夜明けのコーヒーには 早すぎる
 スイセイはそう言うと、小さな箱を取り出して、ユラの前に置いた。
 「だ、ダーリン。これって、まさか―」
 「うん。婚約指輪。ちゃんと、給料の3ヶ月分ぐらいだよ」
 「わたしに?」
 「勿論。ぼくと結婚して欲しい」
 「えっ、あのっ、偽装結婚ですよね?」
 「そうだね。一般的な結婚とは言えないからね。でも、夫婦の関係っていうのは、最終的に何でも理解し合える友人に落ち着くと聞いたことがある。ということは、ぼく達も良い『夫婦』になれるんじゃないかな?」
 「そう、ですね」
 ユラは頷いた。眼の前に置かれた箱を見つめている。
 「結婚して、くれるかい?」
 スイセイは、ゆっくりはっきりと言った。
 「謹んで」ユラは深々と頭を下げる。

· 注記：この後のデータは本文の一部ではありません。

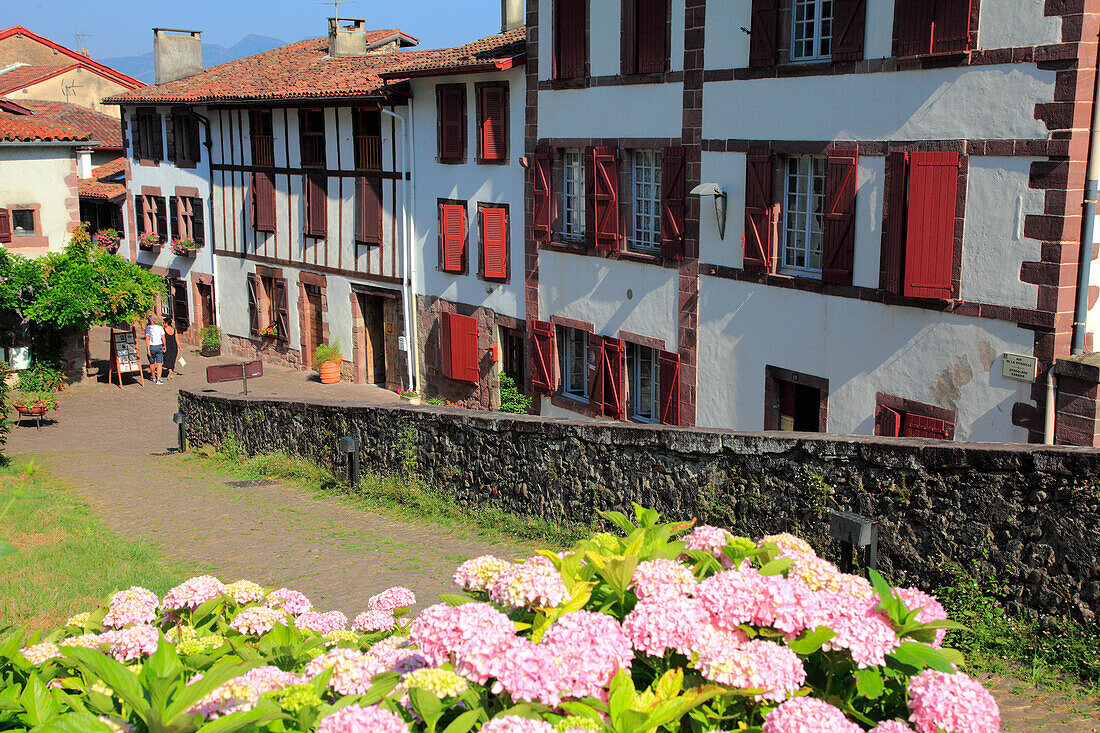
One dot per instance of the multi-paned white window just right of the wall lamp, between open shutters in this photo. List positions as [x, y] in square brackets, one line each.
[804, 215]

「お受けします」

 「これは目出度いですね」
 突然、仕切りの向こうから声がした。
 今まで静かだったので、スイセイはてっきり無人だと思っていたのだが、誰か居たようだ。
 「よし!祝い酒だ!」
 という言葉と共に、仕切りの向こうから現れたのは、ヒロコとカドカワだった。
 「な、何故お二人が此処に?」
 「何故もなにも」ヒロコは破顔する。「わたし達常連だもの」
 「そういうことです」
 カドカワはうんうんと頷いている。